JUNE 19 Blogger Ian McGibboney takes a look at the Gleason incident in this post. He makes a good argument about the difference between having free speech and being free from consequences for your speech (which none of us is). He also admits that many of us got upset before we listened to the skit -- but lets us know that the reality is far worse than we can imagine. It was the incredibly bad judgment, even more than the actual speech, that probably got those DJs fired, he opines.
JUNE 19 Washington Post blogger Aaron Blake writes about Sen. Guillory's switch to the GOP in this post. He writes what most political watchers in Louisiana know: Guillory was a Republican before he decided to run for the senate seat in a mostly-D St. Landry district, and has switched back now that he plans to run for Lt. Gov. in a mostly-R state. But how come Blake missed Guillory's appearance on a TLC pageant show? Now that is a video we'd like to see. (Again).
JUNE 19 Here's another Washington Post blog post about a Louisiana politician, and it's just plain scathing. Ezra Klein says Jindal's Politico post was "insulting" to the intelligence of voters, and adds that Jindal is personifying the "stupid" he's railed against, by being an "elite" who convinces GOP activists of "things that aren't true." Me-ow.

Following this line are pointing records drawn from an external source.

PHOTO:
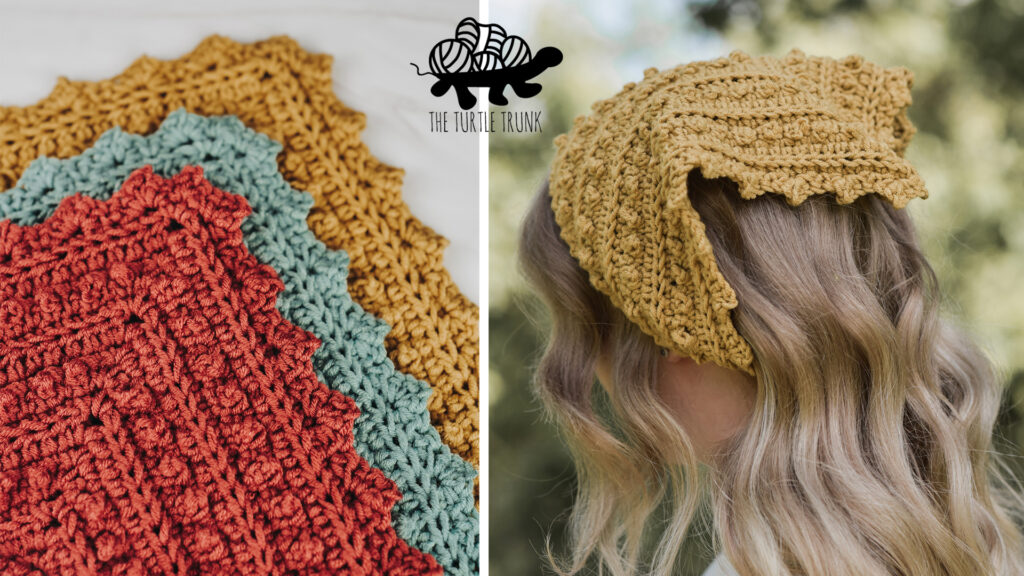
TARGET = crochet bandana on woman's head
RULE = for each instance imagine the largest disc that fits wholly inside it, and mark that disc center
(796, 126)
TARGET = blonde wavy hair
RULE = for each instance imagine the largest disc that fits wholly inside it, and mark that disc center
(869, 447)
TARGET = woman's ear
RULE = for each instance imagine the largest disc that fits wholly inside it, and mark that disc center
(676, 358)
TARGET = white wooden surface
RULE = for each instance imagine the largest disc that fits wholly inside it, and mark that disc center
(373, 43)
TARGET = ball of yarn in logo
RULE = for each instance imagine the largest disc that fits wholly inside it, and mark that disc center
(487, 60)
(493, 42)
(450, 56)
(515, 51)
(468, 31)
(480, 37)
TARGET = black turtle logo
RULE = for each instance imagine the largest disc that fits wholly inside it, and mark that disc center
(484, 55)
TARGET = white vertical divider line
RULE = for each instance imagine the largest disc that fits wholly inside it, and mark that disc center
(483, 363)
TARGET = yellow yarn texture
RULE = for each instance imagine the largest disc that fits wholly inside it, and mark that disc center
(797, 126)
(285, 92)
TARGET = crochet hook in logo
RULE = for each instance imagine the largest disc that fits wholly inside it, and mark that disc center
(482, 55)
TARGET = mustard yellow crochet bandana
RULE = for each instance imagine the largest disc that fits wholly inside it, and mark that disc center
(796, 126)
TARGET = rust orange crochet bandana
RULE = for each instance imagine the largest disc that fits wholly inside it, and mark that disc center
(278, 88)
(795, 126)
(160, 415)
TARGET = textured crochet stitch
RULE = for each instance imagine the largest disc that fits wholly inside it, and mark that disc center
(159, 415)
(795, 126)
(436, 512)
(278, 88)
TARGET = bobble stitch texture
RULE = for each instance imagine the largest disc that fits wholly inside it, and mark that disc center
(279, 89)
(817, 126)
(436, 512)
(159, 414)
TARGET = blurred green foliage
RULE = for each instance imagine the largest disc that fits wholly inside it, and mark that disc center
(968, 59)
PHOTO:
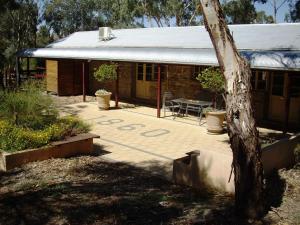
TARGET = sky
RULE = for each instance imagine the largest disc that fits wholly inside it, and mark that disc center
(267, 7)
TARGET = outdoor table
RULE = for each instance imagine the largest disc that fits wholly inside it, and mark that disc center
(196, 105)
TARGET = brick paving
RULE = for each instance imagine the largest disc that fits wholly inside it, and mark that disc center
(135, 135)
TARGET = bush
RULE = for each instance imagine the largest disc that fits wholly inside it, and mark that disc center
(67, 127)
(106, 72)
(28, 107)
(14, 138)
(213, 80)
(28, 119)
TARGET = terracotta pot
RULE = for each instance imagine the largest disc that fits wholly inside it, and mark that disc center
(214, 121)
(103, 101)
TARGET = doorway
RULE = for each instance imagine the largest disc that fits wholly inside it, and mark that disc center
(278, 96)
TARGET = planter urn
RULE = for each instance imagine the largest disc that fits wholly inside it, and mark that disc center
(214, 121)
(103, 101)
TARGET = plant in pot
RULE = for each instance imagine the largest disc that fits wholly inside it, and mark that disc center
(105, 72)
(213, 80)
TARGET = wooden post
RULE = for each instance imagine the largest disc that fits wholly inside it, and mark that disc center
(83, 83)
(17, 72)
(287, 105)
(117, 89)
(158, 90)
(27, 60)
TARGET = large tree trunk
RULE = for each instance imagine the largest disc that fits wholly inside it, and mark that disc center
(239, 114)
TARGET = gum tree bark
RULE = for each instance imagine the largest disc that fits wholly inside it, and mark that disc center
(247, 166)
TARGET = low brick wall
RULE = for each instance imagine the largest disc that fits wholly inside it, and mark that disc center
(213, 167)
(280, 154)
(77, 145)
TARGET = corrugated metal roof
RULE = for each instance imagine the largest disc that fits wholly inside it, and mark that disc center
(272, 46)
(247, 37)
(283, 60)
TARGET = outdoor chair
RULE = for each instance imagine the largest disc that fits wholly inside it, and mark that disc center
(169, 105)
(196, 109)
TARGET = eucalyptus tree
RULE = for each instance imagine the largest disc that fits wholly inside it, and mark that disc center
(240, 11)
(294, 6)
(242, 131)
(64, 17)
(185, 12)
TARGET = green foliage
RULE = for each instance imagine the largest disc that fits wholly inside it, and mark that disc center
(295, 10)
(262, 17)
(212, 79)
(102, 92)
(67, 127)
(106, 72)
(28, 107)
(243, 12)
(297, 153)
(14, 138)
(18, 26)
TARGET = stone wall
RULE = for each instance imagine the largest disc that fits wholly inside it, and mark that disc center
(125, 79)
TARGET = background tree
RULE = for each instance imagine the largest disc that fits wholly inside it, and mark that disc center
(247, 166)
(276, 5)
(18, 26)
(294, 13)
(64, 17)
(186, 12)
(240, 11)
(262, 17)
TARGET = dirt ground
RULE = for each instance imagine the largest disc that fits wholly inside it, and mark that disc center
(89, 190)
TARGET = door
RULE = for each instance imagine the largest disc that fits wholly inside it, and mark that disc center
(278, 96)
(294, 112)
(143, 80)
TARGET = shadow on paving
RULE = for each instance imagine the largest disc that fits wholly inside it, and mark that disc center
(100, 192)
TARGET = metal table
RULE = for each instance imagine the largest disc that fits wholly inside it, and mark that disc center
(192, 105)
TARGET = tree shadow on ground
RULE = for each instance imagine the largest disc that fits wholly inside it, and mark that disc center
(101, 192)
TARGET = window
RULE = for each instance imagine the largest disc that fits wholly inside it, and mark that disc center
(150, 71)
(295, 86)
(278, 84)
(261, 82)
(140, 72)
(162, 72)
(196, 71)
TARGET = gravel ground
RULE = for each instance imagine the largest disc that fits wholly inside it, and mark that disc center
(90, 190)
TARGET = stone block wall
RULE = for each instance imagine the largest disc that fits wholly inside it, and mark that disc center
(125, 79)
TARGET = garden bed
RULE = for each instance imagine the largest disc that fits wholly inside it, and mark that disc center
(77, 145)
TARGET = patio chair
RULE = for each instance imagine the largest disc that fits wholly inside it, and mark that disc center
(169, 105)
(196, 109)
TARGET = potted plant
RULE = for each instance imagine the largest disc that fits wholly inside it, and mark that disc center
(105, 72)
(213, 80)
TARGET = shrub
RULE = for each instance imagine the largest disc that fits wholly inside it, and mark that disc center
(106, 72)
(28, 107)
(67, 126)
(15, 138)
(102, 92)
(212, 79)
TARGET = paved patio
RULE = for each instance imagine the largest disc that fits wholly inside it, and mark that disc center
(134, 135)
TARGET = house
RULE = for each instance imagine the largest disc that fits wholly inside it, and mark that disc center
(154, 60)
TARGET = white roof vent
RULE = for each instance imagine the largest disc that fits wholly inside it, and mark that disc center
(105, 34)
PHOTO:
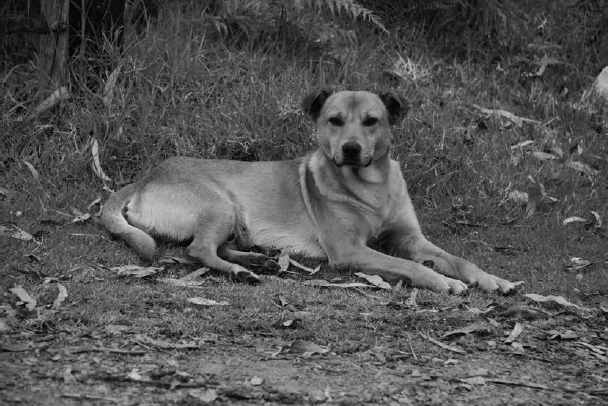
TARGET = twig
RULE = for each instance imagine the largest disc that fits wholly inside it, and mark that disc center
(77, 350)
(444, 346)
(89, 397)
(515, 383)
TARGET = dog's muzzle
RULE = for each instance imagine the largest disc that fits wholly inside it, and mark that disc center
(351, 155)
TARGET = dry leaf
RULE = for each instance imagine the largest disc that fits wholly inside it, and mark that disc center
(30, 302)
(577, 263)
(581, 167)
(304, 268)
(573, 219)
(325, 284)
(556, 299)
(207, 302)
(444, 346)
(33, 170)
(16, 233)
(477, 327)
(181, 282)
(374, 280)
(136, 271)
(256, 381)
(522, 144)
(305, 348)
(543, 156)
(566, 335)
(95, 164)
(61, 296)
(283, 260)
(518, 196)
(474, 380)
(204, 395)
(517, 330)
(175, 260)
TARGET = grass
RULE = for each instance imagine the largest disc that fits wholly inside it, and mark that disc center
(182, 90)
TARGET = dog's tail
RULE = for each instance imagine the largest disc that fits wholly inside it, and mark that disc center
(114, 220)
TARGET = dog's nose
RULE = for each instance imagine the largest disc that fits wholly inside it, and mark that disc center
(351, 150)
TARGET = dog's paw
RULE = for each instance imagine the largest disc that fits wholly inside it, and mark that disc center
(491, 283)
(245, 276)
(442, 284)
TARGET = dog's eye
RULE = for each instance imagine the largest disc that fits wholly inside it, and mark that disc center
(337, 121)
(370, 121)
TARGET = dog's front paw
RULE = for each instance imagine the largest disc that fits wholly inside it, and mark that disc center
(483, 280)
(440, 284)
(243, 275)
(491, 283)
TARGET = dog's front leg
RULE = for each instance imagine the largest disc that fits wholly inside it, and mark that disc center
(393, 269)
(421, 250)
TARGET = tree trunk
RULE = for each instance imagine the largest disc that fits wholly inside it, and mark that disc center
(78, 29)
(53, 47)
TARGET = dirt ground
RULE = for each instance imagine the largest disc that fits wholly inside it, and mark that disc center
(409, 353)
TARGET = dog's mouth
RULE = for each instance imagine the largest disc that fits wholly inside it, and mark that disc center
(355, 162)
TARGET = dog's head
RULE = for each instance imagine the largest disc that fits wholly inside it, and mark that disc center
(353, 127)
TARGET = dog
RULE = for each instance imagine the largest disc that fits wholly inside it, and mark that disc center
(342, 203)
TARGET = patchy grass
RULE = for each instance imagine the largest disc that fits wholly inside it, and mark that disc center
(181, 91)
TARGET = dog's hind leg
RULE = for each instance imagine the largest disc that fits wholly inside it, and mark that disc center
(211, 234)
(247, 259)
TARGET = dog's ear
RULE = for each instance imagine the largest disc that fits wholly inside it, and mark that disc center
(396, 106)
(313, 102)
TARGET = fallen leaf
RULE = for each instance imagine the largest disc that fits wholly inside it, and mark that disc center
(30, 302)
(577, 263)
(256, 381)
(61, 296)
(522, 144)
(374, 280)
(477, 327)
(8, 347)
(573, 219)
(207, 302)
(566, 335)
(81, 218)
(134, 375)
(283, 261)
(93, 203)
(598, 220)
(518, 196)
(526, 312)
(555, 299)
(32, 170)
(192, 275)
(543, 156)
(95, 164)
(474, 380)
(444, 346)
(181, 282)
(517, 330)
(116, 329)
(581, 167)
(16, 233)
(305, 348)
(5, 328)
(204, 395)
(175, 260)
(136, 270)
(304, 268)
(325, 284)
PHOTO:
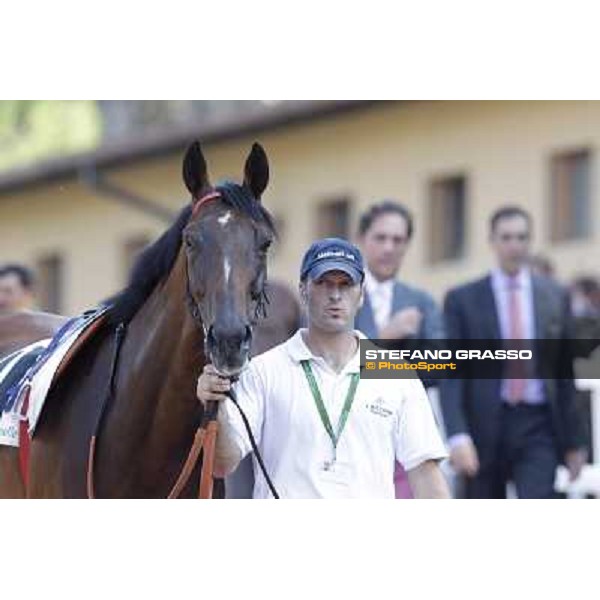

JUNE 19 Here's Gov. Jindal's post in Politico, in which he asks the GOP to get over losing to Obama (again) and stop "the bedwetting." (Uh, what?) He gives his Republican buddies what is probably a nerd's idea of a coach's motivational talk, which starts with a list of accomplishments that they can't seem to exploit and ending with an absurd description of liberals that sounds like a character treatment for a Fox "News" movie scripted by Gordon Liddy. Sure, he's preaching to the choir, but even the choir's not this gullible.
JUNE 19 Lamar Parmentel read Gov. Jindal's post on Politico, but thinks it was so dumb it probably was published in the wrong paper. This post by Lamar on the Daily Kingfish opines that possibly Jindal's post was destined for the Onion -- because the governor couldn't possibly be serious here. If you listen closely, you can hear the staff of the Kingfish giggling.
JUNE 19 Blogger Robert Mann posts from Turkey, a country he has visited several times in the past few years. Mann gives an interesting overview of the current political and societal climate of the country, which -- if you're living under a rock and don't know -- is experiencing protests and turmoil these days. Mann promises to post as much as he can during his trip, which should be fascinating reading.
JUNE 19 Blogger CB Forgotston says the legislature is keeping the vicious cycle going with its funding of new buildings for the community college/technical college system. Universities across the state need maintenance and improvement on existing buildings, and the solution is to build new buildings at other schools? By the time the bonds are paid off, those buildings will be falling down, too, CB says.